Despite the examiner's findings, Aetna questioned why Wible could not work at a sedentary job. In response, the independent physician wrote that she was likely to become very tired after 3-4 hours. Aetna also performed surveillance over eight different days: during that period, Wible hardly ever left her home. The claimant also was awarded Social Security disability benefits at around that time, yet none of this evidence led Aetna to conclude Wible was disabled.
Instead, the insurer retained yet another physician to review the file. This doctor completely disagreed with both the treating physician and the independent examiner. The reviewing doctor even questioned the lupus diagnosis.

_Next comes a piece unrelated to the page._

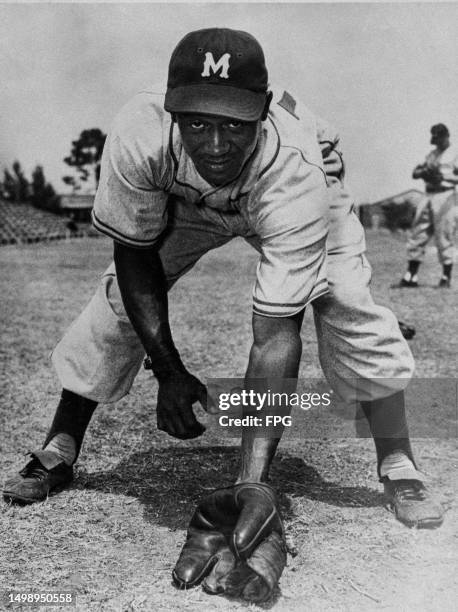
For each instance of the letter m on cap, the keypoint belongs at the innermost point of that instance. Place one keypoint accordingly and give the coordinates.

In response, the treating doctor wrote a rebuttal challenging the reviewer's qualifications since he was not a rheumatologist. The rebuttal asserted that the reviewer was ''extremely ignorant about lupus.''
Wallace detailed basic errors the reviewer made, wrapping up with this statement: ''To conclude, when you have a patient with documented seizures, organic brain syndrome with a mild dementia, hypertension, sun restrictions, inflammatory arthritis, immune suppression and scarred-down lungs, it does not take a rocket scientist to ascertain that this patient has significant restrictions.''
The reviewer wrote back, disagreeing with Wallace; Aetna terminated benefit payments shortly thereafter.
Wible commenced an appeal, but died soon after due to complications of lupus, according to the death certificate. Despite being provided with the death certificate and records showing evidence of a lupus flare, Aetna upheld the denial without contacting any of the physicians or having the records reviewed by a medical professional. The plaintiff immediately filed suit.
Shortly after commencing litigation, the plaintiff moved for a determination as to the appropriate standard of judicial review. As part of that motion, the plaintiff asked the court to take judicial notice of the California Department of Insurance opinion letter prohibiting discretionary clauses, as well as references to books about lupus written by Wallace, the treating doctor, along with a Web page for the American Academy of Allergy Asthma and Immunology.
Over the defendant's objections, the court took judicial notice of the documents. The court then turned to the plaintiff's motion to summarily determine the appropriate judicial standard of review. Despite language in the policy giving Aetna discretion, the court found that de novo review would still result if the insurer had acted under a serious conflict of interest with proof that the insurer was influenced in its claim decision by self-interest.